Un’ulteriore informazione significativa riguarda il dato sulla percezione della qualità del lavoro svolto da casa: il 35% dei rispondenti ha dichiarato di aver lavorato meglio; il 46% di aver lavorato come prima; mentre solo il restante 19% ha avuto la percezione di aver lavorato  peggio.

“Per una migliore gestione del tempo e per la possibilità di alternare momenti di distrazione efficace con i momenti di lavoro, che sono poi affrontati con maggiore concentrazione e produttività”

“Secondo me chi lavora in ufficio lavora nello stesso modo (in termini qualitativi e quantitativi) anche a casa. Chi non lavora in ufficio non lavora neanche a casa….”

“Il tempo non scandito dagli orari di entrata e uscita dal posto di lavoro ha fatto in modo che si tenda a portare a termine un lavoro che  in ufficio avresti rimandato al giorno successivo. La possibilità di gestire il proprio tempo non ti porta a controllare l’orologio e a volte si è più concentrati.”

“La maggiore concentrazione recepita in ambiente domestico consente di lavorare meglio e in meno tempo. Inoltre, eliminati i tempi degli spostamenti giornaliere (circa 2 ore) si lavora anche molto di più. Ritengo davvero che lo smart working e/o il telelavoro  dovrebbero entrare a far parte del quotidiano e non solo delle emergenze. Si eviterebbe molto stress giornaliero nella conciliazione degli spostamenti/lavoro/vita privata, si consentirebbe una maggiore cura per se stessi e ci sarebbe anche un grande risparmio economico sia per il lavoratore che per l’ente.”

Infine, rispetto alla possibilità di richiedere un prolungamento dello SW al termine dell’emergenza, il 54% dei rispondenti dichiara di essere favorevole a richiederlo, con percentuali molto prossime tra donne e uomini (Fig.2).

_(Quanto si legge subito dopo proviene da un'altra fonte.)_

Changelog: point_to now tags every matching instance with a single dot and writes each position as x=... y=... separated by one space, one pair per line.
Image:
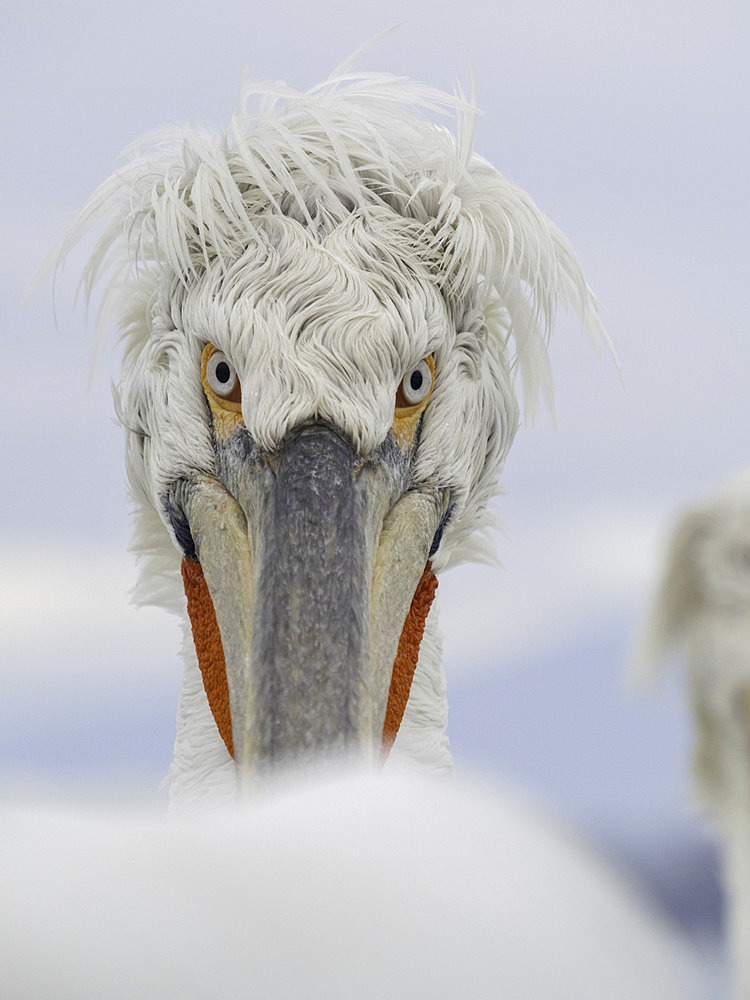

Al contrario è solo una minoranza di rispondenti che invece si dichiara sicuramente o probabilmente sfavorevole a farlo. In questo secondo gruppo va rilevata una lieve differenza tra donne e uomini che, rispettivamente, hanno risposto di non essere  disposti a richiedere un prolungamento dello SW nel 12.2% e nel 15.1% dei casi.

Considerazioni per un futuro smart del lavoro a distanza

Sulla base dei dati raccolti dall’indagine e in linea con la tendenza politica di rafforzare la sostenibilità economica, sociale e ambientale del lalvoro, si dovrà necessariamente tener conto dello SW come una pratica da adottare sul lungo periodo. Conseguentemente, la realizzazione di una nuova forma di organizzazione del lavoro, richiede nuove competenze e quindi formazione dei lavoratori. Non si tratta solo di competenze gestionali e/o informatiche bensì anche di capacità “organizzative”, per una migliore gestione del lavoro, per una maggiore responsabilità di gruppo e per una più marcata valorizzazione del lavoro interdisciplinare. Implementare lo Smart Working nella ricerca, richiede, inoltre, un investimento diretto verso i gruppi di ricerca, in particolare nella loro organizzazione del lavoro e anche nell’accessibilità di strumenti e tecnologie digitali per l’accesso da remoto a laboratori e istituti di ricerca.

L’auspicio è che si proceda con delle politiche che guardino all’efficienza dell’organizzazione del lavoro, valorizzando l’approccio team science, che include concetti e metodi per comprendere e migliorare i risultati della ricerca collaborativa e dei programmi di training. Fiducia, consapevolezza, intelligenza emotiva, leadership, tutoraggio, dinamiche di gruppo, comunicazione, riconoscimento, condivisione del successo, gestione dei conflitti sono aspetti da curare per la buona riuscita del lavoro, non solo del lavoro smart ma in generale per l’ottimizzazione e l’efficienza della produzione scientifica.

Riferimenti

OECD. (2020). Women at the core of the fight against COVID-19crisis [online]. OECD Tackling Coronavirus Contributing to a Global Effort.